More quantifiable - Microarray data is only ever displayed as values relative to other signals detected on the array, whilst RNA-seq data is quantifiable. RNA-seq also avoids the issues microarrays have in detecting very high or very low transcription levels.
Figure 2: A workflow for RNA-seq. Credit: Technology Networks.
An RNA-seq protocol
Experiment planning
Preparation prior to starting your RNA-seq experiment is essential. Questions to answer before starting include:11
- What method of RNA purification are you using?
- What read depth will you need?
- Which platform will you use?
- Is there a reference genome available and which will you use?
- How are you assessing the quality of your RNA?
- Do you need to enrich your target RNA?
- Will you barcode your RNA?
- Have I got enough biological and technical replicates?

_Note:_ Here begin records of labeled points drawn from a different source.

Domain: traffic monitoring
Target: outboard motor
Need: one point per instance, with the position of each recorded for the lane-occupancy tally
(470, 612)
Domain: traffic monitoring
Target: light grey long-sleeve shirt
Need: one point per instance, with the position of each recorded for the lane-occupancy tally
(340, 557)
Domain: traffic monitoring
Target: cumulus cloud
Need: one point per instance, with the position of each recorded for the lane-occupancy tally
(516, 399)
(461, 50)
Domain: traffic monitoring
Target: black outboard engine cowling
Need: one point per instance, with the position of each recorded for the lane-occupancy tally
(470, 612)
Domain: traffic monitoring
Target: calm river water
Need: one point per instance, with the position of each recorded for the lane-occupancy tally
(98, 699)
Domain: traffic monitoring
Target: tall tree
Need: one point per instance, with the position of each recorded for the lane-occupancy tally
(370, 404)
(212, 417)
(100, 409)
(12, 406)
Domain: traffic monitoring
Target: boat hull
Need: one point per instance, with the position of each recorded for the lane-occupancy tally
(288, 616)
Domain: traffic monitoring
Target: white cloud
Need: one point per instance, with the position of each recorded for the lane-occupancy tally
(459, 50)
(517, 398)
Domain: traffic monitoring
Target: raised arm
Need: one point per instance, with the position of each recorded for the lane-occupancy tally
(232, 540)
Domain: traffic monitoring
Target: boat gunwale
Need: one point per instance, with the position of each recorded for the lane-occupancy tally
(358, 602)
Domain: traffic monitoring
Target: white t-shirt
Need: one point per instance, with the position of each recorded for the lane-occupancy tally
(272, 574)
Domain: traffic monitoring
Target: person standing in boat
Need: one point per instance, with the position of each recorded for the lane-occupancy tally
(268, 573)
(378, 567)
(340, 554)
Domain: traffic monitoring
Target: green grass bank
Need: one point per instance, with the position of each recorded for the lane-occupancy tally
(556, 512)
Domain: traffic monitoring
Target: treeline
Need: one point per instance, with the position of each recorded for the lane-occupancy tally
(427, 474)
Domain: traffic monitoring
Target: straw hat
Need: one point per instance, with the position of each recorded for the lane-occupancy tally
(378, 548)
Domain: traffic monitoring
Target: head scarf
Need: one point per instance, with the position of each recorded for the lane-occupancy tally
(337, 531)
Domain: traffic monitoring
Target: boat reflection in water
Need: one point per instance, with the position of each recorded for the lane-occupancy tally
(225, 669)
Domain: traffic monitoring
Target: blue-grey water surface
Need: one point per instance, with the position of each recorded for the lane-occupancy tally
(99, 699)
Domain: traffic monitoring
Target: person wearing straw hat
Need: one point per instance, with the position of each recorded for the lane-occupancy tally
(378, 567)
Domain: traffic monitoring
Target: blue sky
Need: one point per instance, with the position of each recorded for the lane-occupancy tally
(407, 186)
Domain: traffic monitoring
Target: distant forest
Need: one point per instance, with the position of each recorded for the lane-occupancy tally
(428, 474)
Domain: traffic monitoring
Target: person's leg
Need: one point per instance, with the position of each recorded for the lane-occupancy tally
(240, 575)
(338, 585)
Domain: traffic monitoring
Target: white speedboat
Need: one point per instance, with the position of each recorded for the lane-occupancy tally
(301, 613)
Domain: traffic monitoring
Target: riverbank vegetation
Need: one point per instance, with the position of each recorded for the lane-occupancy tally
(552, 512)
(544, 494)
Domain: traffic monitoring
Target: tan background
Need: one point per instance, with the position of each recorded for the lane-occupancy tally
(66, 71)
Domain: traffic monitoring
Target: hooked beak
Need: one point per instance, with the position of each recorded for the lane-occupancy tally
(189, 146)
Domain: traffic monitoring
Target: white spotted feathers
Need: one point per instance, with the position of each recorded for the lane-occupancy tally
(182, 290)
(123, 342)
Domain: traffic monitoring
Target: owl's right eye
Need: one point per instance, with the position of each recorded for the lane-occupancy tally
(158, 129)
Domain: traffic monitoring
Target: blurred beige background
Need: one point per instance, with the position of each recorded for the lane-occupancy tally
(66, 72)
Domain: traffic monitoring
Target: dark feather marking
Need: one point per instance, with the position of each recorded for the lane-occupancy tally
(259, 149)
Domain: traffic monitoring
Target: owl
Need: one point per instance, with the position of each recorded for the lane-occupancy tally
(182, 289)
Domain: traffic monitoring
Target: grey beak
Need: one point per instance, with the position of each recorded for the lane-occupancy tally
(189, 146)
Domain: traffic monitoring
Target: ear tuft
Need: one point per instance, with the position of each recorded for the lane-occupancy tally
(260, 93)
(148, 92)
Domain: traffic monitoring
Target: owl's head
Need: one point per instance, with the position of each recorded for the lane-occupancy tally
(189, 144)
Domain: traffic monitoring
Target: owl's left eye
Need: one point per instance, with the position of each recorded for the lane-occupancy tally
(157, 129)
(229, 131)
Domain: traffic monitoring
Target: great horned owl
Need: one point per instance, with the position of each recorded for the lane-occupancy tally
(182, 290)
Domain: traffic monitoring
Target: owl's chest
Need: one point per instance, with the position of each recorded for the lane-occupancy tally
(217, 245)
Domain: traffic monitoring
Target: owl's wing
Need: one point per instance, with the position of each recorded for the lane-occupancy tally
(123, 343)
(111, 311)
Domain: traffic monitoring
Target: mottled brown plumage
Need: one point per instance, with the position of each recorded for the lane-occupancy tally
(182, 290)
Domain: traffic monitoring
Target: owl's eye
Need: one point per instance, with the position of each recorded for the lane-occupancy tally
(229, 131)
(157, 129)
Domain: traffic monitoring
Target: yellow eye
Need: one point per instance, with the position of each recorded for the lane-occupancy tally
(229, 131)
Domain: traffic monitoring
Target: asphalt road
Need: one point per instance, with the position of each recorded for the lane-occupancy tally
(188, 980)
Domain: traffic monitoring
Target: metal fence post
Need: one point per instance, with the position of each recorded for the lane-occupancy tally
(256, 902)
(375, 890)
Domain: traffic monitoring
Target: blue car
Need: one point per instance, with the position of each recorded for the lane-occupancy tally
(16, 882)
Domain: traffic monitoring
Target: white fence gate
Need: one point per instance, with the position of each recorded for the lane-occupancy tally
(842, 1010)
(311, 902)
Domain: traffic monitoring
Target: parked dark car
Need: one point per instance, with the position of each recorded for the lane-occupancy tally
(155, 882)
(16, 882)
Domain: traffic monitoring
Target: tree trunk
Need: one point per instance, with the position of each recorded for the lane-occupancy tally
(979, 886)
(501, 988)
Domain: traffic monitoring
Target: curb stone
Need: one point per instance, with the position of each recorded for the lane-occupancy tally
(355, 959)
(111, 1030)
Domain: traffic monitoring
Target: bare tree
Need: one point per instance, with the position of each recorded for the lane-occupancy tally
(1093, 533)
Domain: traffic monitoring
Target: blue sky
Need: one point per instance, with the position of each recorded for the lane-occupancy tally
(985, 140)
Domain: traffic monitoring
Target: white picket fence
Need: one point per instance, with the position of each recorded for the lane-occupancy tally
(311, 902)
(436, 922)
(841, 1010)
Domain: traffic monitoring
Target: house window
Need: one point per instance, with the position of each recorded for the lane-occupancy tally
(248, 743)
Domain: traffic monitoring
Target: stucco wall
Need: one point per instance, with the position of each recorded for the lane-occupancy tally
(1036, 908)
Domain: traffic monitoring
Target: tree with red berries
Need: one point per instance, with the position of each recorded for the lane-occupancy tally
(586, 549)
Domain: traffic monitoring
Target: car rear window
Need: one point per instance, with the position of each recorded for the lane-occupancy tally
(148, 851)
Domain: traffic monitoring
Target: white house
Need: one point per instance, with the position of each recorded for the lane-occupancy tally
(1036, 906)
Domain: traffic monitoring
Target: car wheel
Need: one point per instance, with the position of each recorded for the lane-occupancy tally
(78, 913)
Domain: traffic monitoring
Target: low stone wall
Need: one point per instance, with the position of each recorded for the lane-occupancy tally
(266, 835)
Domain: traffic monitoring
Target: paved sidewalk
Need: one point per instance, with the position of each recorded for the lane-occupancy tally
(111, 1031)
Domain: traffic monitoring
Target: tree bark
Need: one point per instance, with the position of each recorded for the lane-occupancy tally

- Single-end or paired-end sequencing?
- What read length will you use?
- Do I want to retain strand-specific information?
cDNA library preparation
cDNA sequencing
RNA-seq data analysis
To sum up, modern-day RNA-seq is well established as the superior option to microarrays and will likely remain the preferred option for the time being.
Challenges of RNA-seq
Significant progress has been made in the field of RNA-seq over the last decade or so. The associated costs have reduced significantly while throughput has increased, sequence fidelity is far superior to earlier iterations of the NGS technologies and the availability of data analysis tools and pipelines has improved tremendously. However, there remain a number of challenges for scientists to bear in mind when considering RNA-seq experiments. These include:
Isolating sufficient, high-quality RNA – while the sample quantity requirements for RNA-seq analysis have reduced drastically, it is still important to ensure you are able to obtain sufficient RNA to fulfill all your analysis requirements, including repeats if necessary. It is also important to bear in mind that, while you may isolate total RNA, depending upon your experimental question, you are likely only to be sequencing a fraction of this (typically messenger RNA (mRNA)), further reducing your sample quantity. This must also be of high quality and purity as poor samples are likely to lead to poor results, or in some cases failure within the library preparation protocol. The quality and concentration of RNA can be determined using UV-visible spectroscopy. Unlike DNA, RNA degrades rapidly so it important to treat samples with care at all stages of isolation and purification. Degradation may not be uniform, hindering the comparison of transcription levels between genes. Low-level transcripts may be lost from the sequenced population altogether.
The impact of sample pooling – pooling samples prior to library preparation (without the use of barcoding) can reduce sequencing effort and costs or enable sequencing in cases where sample quantities are very limited. However, it is important to account for this during data analysis, with one such pool considered to be one biological replicate, not however many samples went in to making up the pool. Variations between the pooled samples can lead to misleading results and statistical issues so possible implications should be considered during the experimental design process.
Trading-off sequencing depth against sample number – It may seem appealing to get as many samples done in a single sequencing run as possible to reduce costs and machine time. However, this comes at a cost. The more samples are multiplexed, the fewer reads will be obtained for each of those samples. With reducing read depth comes mounting uncertainty as to the reliability of the sequences obtained. Sequencing technologies are still far from perfect, and mistakes are made in reads. It is therefore important to find the sweet spot between obtaining sufficient read depth to give confidence in the quality and fidelity of the sequencing data obtained and maximizing sequencing capacity to ensure sufficient biological replicates can be analyzed to give meaningful data.